Of course, with valuations of S&P 500 stocks the second-highest in history (and the CAPE ratio around 30), it doesn’t appear to be about future earnings expectations anymore. According to Yusko, too much stimulus and quantitative easing has led to a stock market bubble. Viewed from the lack of earnings perspective, it’s hard to argue that point. Increasingly, analysts are realizing that the market’s magic levitation is all liquidity driven. This is not the basis of a solid foundational underpinning.

Markets Flowing Towards the Path of 1929 Great Depression

Demographics, debt, deflation—the killer “Ds” as Yusko likens them. Bad demographics in the U.S., and too much debt and deflation in Europe and Japan, respectively. Far from rising interest rates signaling a return of growth, Yusko expects them to push back down. This matters because a failure to normalize higher rates could mean the U.S. is entering the Japan conundrum. That is, a persistent and ongoing period of weak growth, bordering on the recessionary.

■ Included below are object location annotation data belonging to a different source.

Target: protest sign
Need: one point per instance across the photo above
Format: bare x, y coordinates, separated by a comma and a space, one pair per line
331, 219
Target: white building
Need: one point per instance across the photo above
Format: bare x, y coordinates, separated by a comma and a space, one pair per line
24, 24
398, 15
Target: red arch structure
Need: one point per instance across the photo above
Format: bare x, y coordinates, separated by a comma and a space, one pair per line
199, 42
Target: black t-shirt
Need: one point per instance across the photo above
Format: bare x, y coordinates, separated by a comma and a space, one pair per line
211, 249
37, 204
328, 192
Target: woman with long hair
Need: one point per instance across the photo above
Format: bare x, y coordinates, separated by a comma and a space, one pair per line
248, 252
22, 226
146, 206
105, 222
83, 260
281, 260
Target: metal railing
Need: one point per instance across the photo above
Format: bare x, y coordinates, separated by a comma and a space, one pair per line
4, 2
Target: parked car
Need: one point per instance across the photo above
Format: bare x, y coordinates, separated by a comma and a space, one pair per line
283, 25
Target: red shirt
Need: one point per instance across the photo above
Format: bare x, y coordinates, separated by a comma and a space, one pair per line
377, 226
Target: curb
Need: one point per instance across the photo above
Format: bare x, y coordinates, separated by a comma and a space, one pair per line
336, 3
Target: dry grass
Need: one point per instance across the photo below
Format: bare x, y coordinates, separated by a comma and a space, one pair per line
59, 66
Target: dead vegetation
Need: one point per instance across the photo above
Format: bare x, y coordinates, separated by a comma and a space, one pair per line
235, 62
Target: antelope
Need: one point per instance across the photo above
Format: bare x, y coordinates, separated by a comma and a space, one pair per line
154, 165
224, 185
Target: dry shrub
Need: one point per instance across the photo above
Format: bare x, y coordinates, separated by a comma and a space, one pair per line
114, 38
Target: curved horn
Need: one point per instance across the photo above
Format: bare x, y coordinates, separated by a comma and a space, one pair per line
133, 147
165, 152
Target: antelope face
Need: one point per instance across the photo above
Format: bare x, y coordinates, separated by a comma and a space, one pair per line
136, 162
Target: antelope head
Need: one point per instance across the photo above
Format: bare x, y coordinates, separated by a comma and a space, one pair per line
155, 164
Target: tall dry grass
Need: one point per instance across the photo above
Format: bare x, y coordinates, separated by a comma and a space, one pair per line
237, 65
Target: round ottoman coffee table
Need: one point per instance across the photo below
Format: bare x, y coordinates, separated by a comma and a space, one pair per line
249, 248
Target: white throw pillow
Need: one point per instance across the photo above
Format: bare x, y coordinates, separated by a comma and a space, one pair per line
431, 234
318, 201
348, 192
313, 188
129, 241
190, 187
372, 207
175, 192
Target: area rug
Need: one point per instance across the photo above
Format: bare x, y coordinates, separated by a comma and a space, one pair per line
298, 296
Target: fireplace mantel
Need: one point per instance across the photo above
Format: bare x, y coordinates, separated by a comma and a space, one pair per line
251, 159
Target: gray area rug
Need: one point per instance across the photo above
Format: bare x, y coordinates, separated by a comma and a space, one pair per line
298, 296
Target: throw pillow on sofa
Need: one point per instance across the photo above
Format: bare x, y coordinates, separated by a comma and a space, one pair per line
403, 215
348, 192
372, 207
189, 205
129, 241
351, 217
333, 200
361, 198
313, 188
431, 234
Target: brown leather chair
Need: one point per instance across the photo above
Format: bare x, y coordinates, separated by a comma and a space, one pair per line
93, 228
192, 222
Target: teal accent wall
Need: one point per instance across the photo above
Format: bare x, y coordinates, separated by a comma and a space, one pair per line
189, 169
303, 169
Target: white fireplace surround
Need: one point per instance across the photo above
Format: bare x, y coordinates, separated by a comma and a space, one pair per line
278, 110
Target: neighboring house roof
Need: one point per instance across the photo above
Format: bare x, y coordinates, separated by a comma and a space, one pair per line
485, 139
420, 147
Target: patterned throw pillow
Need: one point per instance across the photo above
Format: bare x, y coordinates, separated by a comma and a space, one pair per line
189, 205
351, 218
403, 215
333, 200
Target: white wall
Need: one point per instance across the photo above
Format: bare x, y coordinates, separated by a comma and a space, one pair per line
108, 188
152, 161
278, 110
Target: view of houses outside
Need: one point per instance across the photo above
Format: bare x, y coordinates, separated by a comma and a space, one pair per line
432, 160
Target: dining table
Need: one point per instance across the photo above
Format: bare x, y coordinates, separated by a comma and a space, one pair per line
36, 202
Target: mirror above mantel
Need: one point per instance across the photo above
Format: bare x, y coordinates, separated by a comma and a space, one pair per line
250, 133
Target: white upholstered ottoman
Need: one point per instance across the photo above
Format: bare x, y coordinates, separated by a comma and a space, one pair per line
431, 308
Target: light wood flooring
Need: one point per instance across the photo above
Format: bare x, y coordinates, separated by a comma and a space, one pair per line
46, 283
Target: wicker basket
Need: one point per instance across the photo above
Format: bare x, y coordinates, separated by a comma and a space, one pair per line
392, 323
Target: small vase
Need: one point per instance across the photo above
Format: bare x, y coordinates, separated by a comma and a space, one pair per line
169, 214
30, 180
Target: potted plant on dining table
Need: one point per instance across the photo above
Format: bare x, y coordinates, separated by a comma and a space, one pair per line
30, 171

Whether or not another actual great depression is imminent, it will feel like one because the economy is no longer able to generate the growth it needs to stay above water. Either way, non-existent growth hasn’t worked out so well for the Japan’s main stock exchange—the Nikkei Index—from 1990 to the present. A similar path in U.S. markets could await.

While bad demographics are certainly a problem (America experienced its lowest fertility rate on record), the immediate market concern is earnings growth. After all, with historically high valuations, the laws of gravity should eventually catch up if growth doesn’t appear. According to Yusko, not only will earnings growth not happen, but a recession is set to strike. If this happens, earnings will collapse and presumably, equity valuations along with it. How could they possibly hold up at historic levels if S&P earnings collapse by 50% or more?

Declining earnings

Yusko points to some important indicators as staunch evidence of his argument. Indicators such as declining credit growth and tax revenues, which act as proof a recession is around the corner. “[By the fall], we’ll have a lot more evidence of declining growth. Growth has been slipping,” he said. (Source: Ibid.)

A coming recession would be the final death knell to the stock market. Again, the market’s biggest Achilles heel is pervasive overvaluation which is starving for a reason just to hold its ground. If a recession hits, the U.S. economic outlook will deteriorate fast. The market will nosedive as a result. All the stock buybacks and volatility suppression keeping the market afloat will cease to matter as investors rampage through the exits. There’s no telling how overdone the selling will become once the black box trading programs go into reverse.

In the end, it’s a “Buyer Beware” kind of market. Causes of the great depression—like all bubbles before and after it—crashed when investors realized how divorced from fundamentals assets prices had become. The backlash will become apparent if the long-overdue recession strikes the U.S. market.